The debate on the budget statement and economic policy of government for the year ending December 31, 2023 commenced yesterday with a low turnout.
Most of the members of the Majority Caucus of the House were not in the chamber at the time the debate commenced.
At the commencement of the debate, ahead of the approval or otherwise of the budget, at about 12:20 noon, not more than 30 of the 138 Members of the caucus were present in the Chamber.
Notable among the absentees from the debate were spokesperson for the MPs who want Mr Ofori-Atta out and MP for Asante Akim North, Andy Appiah-Kubi, MP for Subin, Eugene Boakye Antwi, Okaikoi Central Member, Patrick Yaw Boamah and Ngleshie Amanfrom MP, Alex Tetteh.
It was, however, announced in the Order Paper, the programme outline of the House for yesterday that the 20-Member Trade, Industry and Tourism Committee was to meet.
Budget debates, especially the day of commencement, is characterised by high turnout but during the debate yesterday, only the Minority caucus registered more than half of their numbers in the House.
It is unclear why the Majority caucus MPs did not turn up in their numbers unlike in the past but it comes on the back of their calls for the Finance Minister, Ken Ofori-Atta, to be removed from office.
A lot of the members of the Majority caucus have been pushing for the removal of Mr Ofori-Atta from office for what they described as “incompetence and conflict of interest.”
They threatened to boycott the budget presentation but changed their decision after meeting the leadership of the governing New Patriotic Party where it was agreed that “the president would act upon their request” after the minister has presented the budget, the appropriation bill passed and ongoing negotiations with the International Monetary Fund concluded.
As a ‘silent protest’ against the continuous stay in office of the Finance Minister, the Majority side was without their ‘first-to-call debaters’ when the floor was opened for the debate.
The Ranking Member on the Finance Committee and MP for Ajumako Enyan Esiam, Dr Cassiel Ato Forson, said the mood in the chamber was a reflection of what Ghanaians feel about the budget and the government in general.
“The mood in this House should tell you how hopeless the nation has become. Mr Speaker, if you go out there, the mood on the street of Ghana would tell you that there is hopeless in the system.
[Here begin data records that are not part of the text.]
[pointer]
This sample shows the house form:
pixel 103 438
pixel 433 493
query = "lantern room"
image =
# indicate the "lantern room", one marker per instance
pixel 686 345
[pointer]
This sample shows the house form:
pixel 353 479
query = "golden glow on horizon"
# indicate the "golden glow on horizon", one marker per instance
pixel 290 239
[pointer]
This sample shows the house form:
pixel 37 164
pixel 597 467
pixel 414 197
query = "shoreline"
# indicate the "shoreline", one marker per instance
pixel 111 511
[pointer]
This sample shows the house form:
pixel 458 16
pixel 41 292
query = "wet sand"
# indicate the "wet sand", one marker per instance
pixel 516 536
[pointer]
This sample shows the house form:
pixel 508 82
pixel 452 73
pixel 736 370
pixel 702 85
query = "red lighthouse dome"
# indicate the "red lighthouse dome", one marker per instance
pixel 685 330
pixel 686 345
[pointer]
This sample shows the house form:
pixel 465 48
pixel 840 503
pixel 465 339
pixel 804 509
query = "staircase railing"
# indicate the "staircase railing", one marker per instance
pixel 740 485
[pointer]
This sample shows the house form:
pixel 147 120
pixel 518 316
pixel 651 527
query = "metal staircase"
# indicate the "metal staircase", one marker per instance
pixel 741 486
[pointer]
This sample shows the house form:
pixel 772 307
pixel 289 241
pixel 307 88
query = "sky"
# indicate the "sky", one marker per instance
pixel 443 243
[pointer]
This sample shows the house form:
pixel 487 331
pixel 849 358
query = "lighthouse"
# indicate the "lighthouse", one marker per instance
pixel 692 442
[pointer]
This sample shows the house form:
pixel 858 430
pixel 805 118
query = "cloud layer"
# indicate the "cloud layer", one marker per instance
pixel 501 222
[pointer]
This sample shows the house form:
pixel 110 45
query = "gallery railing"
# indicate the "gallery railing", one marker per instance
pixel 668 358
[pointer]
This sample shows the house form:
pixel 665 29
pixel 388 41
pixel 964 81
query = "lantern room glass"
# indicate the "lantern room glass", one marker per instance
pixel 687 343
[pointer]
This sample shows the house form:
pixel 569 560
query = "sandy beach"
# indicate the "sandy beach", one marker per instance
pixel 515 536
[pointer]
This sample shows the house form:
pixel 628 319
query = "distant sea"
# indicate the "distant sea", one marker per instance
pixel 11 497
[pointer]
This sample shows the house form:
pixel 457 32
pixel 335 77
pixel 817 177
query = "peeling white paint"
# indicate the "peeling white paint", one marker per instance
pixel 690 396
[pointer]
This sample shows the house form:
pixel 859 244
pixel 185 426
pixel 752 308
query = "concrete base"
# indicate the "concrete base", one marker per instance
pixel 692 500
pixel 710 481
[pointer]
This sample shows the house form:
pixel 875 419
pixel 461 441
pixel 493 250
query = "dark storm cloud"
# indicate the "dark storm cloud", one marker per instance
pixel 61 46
“No wonder the Majority Members of Parliament have abandoned their own budget. The situation out there calls for an urgent action but unfortunately, we are not seeing that,” Dr Forson observed.
He said with inflation at more than 40 per cent, youth unemployment at 50 per cent, fast depreciation currency, debt to GDP projected to hit over 100 per cent by end of year, high interest rates portend a grim picture for the future of the economy.